Kritiker der Corona-Maßnahmen kommen derzeit deutschlandweit zu Demonstrationen zusammen. Verbieten kann die Stadt Lünen das trotz der geltenden Abstandsregeln nicht - aus gutem Grund.

Lünen

, 13.05.2020, 21:00 Uhr / Lesedauer: 1 min
Auf dem Willy-Brandt-Platz in Lünen soll am Samstag (16.5.) eine Demonstration stattfinden.

Auf dem Willy-Brandt-Platz in Lünen soll am Samstag (16.5.) eine Demonstration stattfinden. © Blandowski

Laut Polizei Dortmund ist die Veranstaltung „Meditieren für das Grundgesetz“ für Samstag (16.5.) von 15.30 bis 16.30 Uhr auf dem Willy-Brandt-Platz angemeldet. Die Organisatoren gehen von 50 Personen aus. Polizei und das Ordnungsamt der Stadt Lünen werden die Demonstration überwachen, denn natürlich müssen die Teilnehmer die Abstandsregeln einhalten.

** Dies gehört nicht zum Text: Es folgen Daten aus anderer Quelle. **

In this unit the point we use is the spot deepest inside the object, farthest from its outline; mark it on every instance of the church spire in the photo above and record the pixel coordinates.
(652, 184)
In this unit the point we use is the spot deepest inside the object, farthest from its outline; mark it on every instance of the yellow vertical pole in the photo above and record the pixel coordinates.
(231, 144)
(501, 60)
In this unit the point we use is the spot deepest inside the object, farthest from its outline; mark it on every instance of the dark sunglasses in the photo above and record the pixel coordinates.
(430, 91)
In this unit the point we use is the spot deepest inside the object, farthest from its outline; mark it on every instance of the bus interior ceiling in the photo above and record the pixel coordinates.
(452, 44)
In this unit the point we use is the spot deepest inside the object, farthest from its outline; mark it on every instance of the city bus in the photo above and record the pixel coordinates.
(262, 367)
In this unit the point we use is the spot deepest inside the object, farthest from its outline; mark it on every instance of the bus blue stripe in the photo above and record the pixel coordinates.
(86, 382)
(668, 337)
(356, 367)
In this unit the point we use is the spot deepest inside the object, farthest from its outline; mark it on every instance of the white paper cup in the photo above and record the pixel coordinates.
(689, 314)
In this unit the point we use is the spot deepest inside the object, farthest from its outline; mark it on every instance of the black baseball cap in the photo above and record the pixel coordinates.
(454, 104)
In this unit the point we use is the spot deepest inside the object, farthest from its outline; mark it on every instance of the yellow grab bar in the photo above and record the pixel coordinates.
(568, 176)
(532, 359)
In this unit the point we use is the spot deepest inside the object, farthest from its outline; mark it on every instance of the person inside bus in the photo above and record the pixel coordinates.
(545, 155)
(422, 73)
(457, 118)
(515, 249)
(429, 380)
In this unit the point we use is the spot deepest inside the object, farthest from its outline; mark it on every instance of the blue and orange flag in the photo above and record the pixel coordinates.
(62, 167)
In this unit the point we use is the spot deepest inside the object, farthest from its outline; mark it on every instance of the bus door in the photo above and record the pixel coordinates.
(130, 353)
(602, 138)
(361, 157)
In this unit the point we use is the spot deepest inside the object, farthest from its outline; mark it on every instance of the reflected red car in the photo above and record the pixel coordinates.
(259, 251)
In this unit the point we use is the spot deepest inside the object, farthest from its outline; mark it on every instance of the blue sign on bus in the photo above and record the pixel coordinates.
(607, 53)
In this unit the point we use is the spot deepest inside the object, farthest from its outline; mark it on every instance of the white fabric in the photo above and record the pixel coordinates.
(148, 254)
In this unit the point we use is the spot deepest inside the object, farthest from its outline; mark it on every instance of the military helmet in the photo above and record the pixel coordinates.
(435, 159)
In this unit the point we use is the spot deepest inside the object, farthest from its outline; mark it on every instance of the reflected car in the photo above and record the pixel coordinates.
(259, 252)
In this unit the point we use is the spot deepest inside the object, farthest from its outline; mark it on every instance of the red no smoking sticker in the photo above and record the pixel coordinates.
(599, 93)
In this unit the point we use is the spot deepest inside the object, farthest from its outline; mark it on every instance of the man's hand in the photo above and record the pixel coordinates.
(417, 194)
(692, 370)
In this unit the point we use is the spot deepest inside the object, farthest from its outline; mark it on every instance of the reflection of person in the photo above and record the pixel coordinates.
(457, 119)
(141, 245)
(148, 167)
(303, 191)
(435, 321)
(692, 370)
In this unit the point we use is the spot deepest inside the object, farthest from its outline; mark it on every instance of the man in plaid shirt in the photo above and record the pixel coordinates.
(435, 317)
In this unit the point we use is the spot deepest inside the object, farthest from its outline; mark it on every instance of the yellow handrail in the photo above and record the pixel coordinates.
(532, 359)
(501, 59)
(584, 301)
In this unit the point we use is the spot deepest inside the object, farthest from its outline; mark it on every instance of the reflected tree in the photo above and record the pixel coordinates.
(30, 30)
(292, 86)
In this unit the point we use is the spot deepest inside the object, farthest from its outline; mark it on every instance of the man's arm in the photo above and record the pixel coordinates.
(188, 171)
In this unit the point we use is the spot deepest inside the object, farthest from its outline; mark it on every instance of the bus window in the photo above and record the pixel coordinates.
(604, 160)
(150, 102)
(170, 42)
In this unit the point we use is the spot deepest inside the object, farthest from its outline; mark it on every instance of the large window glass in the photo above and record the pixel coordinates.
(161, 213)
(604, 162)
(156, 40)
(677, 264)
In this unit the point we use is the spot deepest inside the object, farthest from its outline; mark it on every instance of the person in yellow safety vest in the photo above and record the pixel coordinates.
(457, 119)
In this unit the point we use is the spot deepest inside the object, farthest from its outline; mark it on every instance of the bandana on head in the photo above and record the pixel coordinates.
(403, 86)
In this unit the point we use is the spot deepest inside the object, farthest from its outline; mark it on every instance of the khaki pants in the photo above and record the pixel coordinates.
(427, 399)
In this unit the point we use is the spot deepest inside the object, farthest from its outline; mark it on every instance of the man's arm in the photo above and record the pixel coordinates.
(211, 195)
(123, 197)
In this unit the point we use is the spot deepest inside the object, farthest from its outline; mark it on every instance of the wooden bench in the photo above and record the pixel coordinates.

Verbieten kann die Stadt Lünen die Demonstration trotz der aktuellen Corona-Krise nicht. „Das Demonstrationsrecht ist ein hohes Gut in der Demokratie, deshalb ist auch keine Genehmigung durch die Ordnungsbehörde erforderlich“, sagt Stadtsprecher Benedikt Spangardt.

Zuständig ist jetzt wieder die Polizei

Die Veranstaltung muss also lediglich bei der zuständigen Behörde angemeldet werden - und das ist seit dieser Woche wieder die Polizei in Dortmund. „Bis letzte Woche war es noch so, dass die nach dem Infektionsschutzgesetz zuständige Behörde das Ganze prüfen musste und auch verbieten konnte“, erklärt Spangardt. Das war in diesem Fall die Stadt Lünen. Doch mittlerweile sei es im Prinzip wieder wie vor der Corona-Pandemie: „Mit der Ausnahme, dass sich die Demonstranten natürlich an die geltenden Regeln halten müssen.“

Bereits am vergangenen Samstag hatte eine Veranstaltung „Meditieren für das Grundgesetz“ auf der Lippebrücke an der Langen Straße stattgefunden.